A temática de Alberto Torres era bem ampla, porquanto a natureza do problema
que se propunha estudar também o era. Consciente da importância do processo
diferenciado de formação das sociedades que haviam sido colônias as estudou com
profundidade; criticou as teorias raciais e eugênicas da sua época, e não deixou passar
em branco as mudanças modernizantes que estas sociedades estavam sofrendo, o que
alterava as condições políticas destas. Sendo um arguto sociólogo e um competente
jurista, percebeu que a solução de parte dos problemas exigiria uma nova constituição.
A convergência das ideias conservacionistas dos cientistas brasileiros, entre os
quais se destacavam os botânicos, e do nacionalismo de Alberto Torres se deu na
necessidade de manter a independência da nação. Para tanto, em pensamento, ambos
concordavam que havia necessidade de cuidar com atenção de “os órgãos vitais da
nacionalidade, entre eles seus principais recursos”. Podemos perceber nesta expressão
a linha de pensamento que considerava o meio-ambiente não como um aspecto a ser
mantido exclusivamente para contemplação, no melhor sentido do romantismo alemão,
mas sim como um recurso econômico, não, porém, exclusivamente. A conjunção de
interesses, de ideais e de pensamentos nacionalistas e conservacionistas gerou o
movimento ambientalista brasileiro. Na sua origem, então, o movimento ambientalista
brasileiro não se caracterizava por nenhuma atitude extremista, como se apresenta
atualmente, produzindo violência de todos os tipos, desonestidade intelectual,
perturbação social e desvios econômicos sob a falsa bandeira de um desenvolvimento
que tem por base uma suposta sustentabilidade. Sabemos que os movimentos surgem de
diversos pontos e em diversos momentos, e na medida em que se constroem os nexos
entre as ideias e interesses de cada grupo é que o movimento emerge. No inicio sempre
reina a informalidade, todavia, momento chega em que se manifesta a necessidade de
formalização do conjunto.

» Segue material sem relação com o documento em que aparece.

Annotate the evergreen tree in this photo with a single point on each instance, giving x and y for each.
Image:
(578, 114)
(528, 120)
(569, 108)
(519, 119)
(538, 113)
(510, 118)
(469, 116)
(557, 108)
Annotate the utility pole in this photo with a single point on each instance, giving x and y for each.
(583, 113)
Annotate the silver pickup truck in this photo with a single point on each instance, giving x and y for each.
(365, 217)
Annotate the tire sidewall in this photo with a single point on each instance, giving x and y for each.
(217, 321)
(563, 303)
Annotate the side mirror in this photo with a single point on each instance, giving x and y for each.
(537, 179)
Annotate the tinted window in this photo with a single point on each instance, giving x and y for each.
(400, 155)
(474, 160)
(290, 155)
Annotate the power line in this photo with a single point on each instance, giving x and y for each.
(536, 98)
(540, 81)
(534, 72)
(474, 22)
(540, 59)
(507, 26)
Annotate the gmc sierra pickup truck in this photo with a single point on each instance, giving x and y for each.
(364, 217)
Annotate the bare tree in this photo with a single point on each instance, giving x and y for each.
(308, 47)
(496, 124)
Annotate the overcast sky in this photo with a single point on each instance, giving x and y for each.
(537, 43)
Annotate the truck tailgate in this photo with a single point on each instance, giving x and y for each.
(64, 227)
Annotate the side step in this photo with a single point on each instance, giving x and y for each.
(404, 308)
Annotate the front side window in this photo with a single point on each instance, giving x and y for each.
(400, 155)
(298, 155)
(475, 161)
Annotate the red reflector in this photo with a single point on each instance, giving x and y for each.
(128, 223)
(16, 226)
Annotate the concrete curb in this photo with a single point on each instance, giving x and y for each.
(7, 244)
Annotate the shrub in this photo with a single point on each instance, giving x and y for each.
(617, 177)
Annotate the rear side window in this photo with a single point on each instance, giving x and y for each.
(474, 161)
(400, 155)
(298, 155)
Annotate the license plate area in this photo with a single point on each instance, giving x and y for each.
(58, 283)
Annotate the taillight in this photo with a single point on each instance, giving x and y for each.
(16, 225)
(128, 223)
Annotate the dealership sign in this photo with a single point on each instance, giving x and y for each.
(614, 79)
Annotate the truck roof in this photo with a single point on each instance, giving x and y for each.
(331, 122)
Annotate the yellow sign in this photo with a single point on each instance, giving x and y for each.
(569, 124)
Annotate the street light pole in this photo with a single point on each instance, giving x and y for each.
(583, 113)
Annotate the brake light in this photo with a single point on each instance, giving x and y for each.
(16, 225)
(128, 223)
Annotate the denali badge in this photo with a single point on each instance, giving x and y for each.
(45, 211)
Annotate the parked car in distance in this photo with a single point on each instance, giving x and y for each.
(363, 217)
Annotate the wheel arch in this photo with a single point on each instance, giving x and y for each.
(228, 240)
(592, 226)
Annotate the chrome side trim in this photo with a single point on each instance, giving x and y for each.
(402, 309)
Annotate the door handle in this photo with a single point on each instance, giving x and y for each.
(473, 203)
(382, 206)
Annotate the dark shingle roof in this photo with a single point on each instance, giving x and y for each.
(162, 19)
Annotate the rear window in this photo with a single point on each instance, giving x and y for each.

Assim, em 1958, o Rio de Janeiro viu nascer a primeira
entidade ambientalista brasileira que conseguiu marcar sua identidade e presença em
nível nacional, a Fundação Brasileira para a Conservação da Natureza (FBCN).
Tal fato desfaz a ideia equivocada, segundo a qual o ambientalismo seria assunto
promovido exclusivamente por globalistas, comunistas, esquerdistas de forma geral.
Sendo o meio-ambiente natural necessário a sobrevivência com dignidade das
populações, excluídos os seus sentidos extremistas aplicados por certas aquelas corrente
políticas citadas, e trazendo a claridade a raiz nacionalista do ambientalismo brasileiro,
é perfeitamente compreensível a importância de todos se interessarem por este tema.